Related - 12 Things Every Pregnant Woman Should Know About Exercising


WHAT IT MEANS: Some women may shy away from working out while they’re expecting, but low-impact exercise at moderate intensity is a good idea if you’re in good health and don’t have any complications with your pregnancy.

In addition to keeping mom’s heart healthy, it can reduce stress, pave the way to a faster delivery and recovery, and promote better sleep. Plus, it’s easier to shed the pregnancy pounds after the baby arrives if you’ve been exercising.

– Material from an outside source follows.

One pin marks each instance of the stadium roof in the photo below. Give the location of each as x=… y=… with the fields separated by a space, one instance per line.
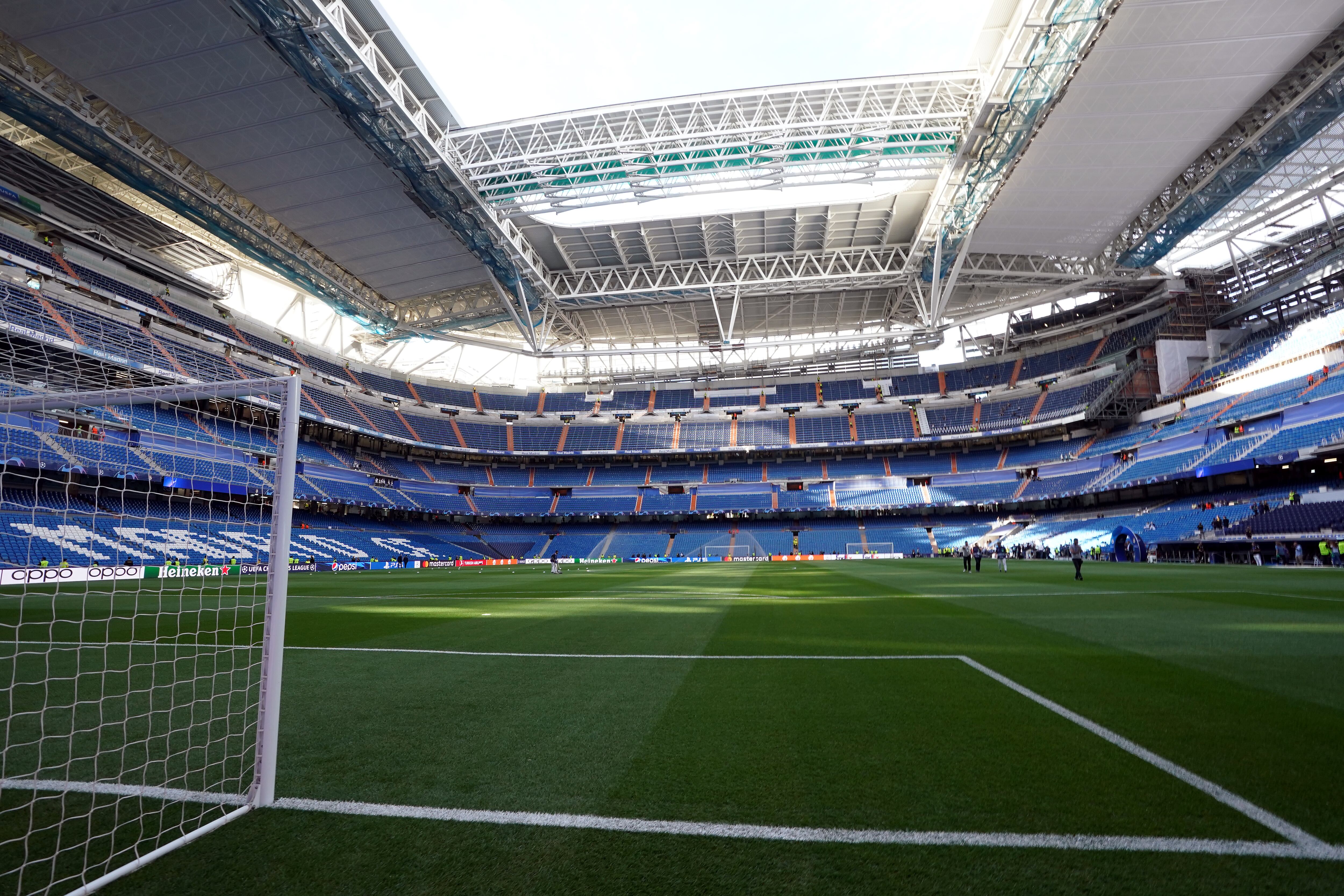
x=1088 y=140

Any mom-to-be should check with her doctor or midwife before starting a program, but here are some exercise tips for healthy mothers:

• Stick to sensible workouts. This isn’t the time for Powder Puff football. A 2008 study found that intense physical activity, like playing ball or racquet sports, more than triples the odds of a miscarriage. Also avoid scuba diving, jumping on trampolines, riding horses, and endurance training (especially at high altitudes).

Swimming, riding a stationary bike, jogging, cross-country skiing, and aerobics are good exercise strategies for pregnant women. If you’re just starting out, make sure you start early (at 8 to 10 weeks), beginning with at least five bouts of exercise a week for 20 minutes at a moderate intensity.

If you want to go longer, increase time and intensity every 10 days.


• Know your number. Pregnant women should stay within 50 to 75 percent of their maximum heart rate while exercising. That’s a heart rate per minute of 220 beats minus your age. An exercise heart rate monitor makes it easy to keep count.


• Take your bladder for a spin. At some point during pregnancy, the pressure on a woman’s bladder makes running uncomfortable. When that time comes, try a spinning class instead.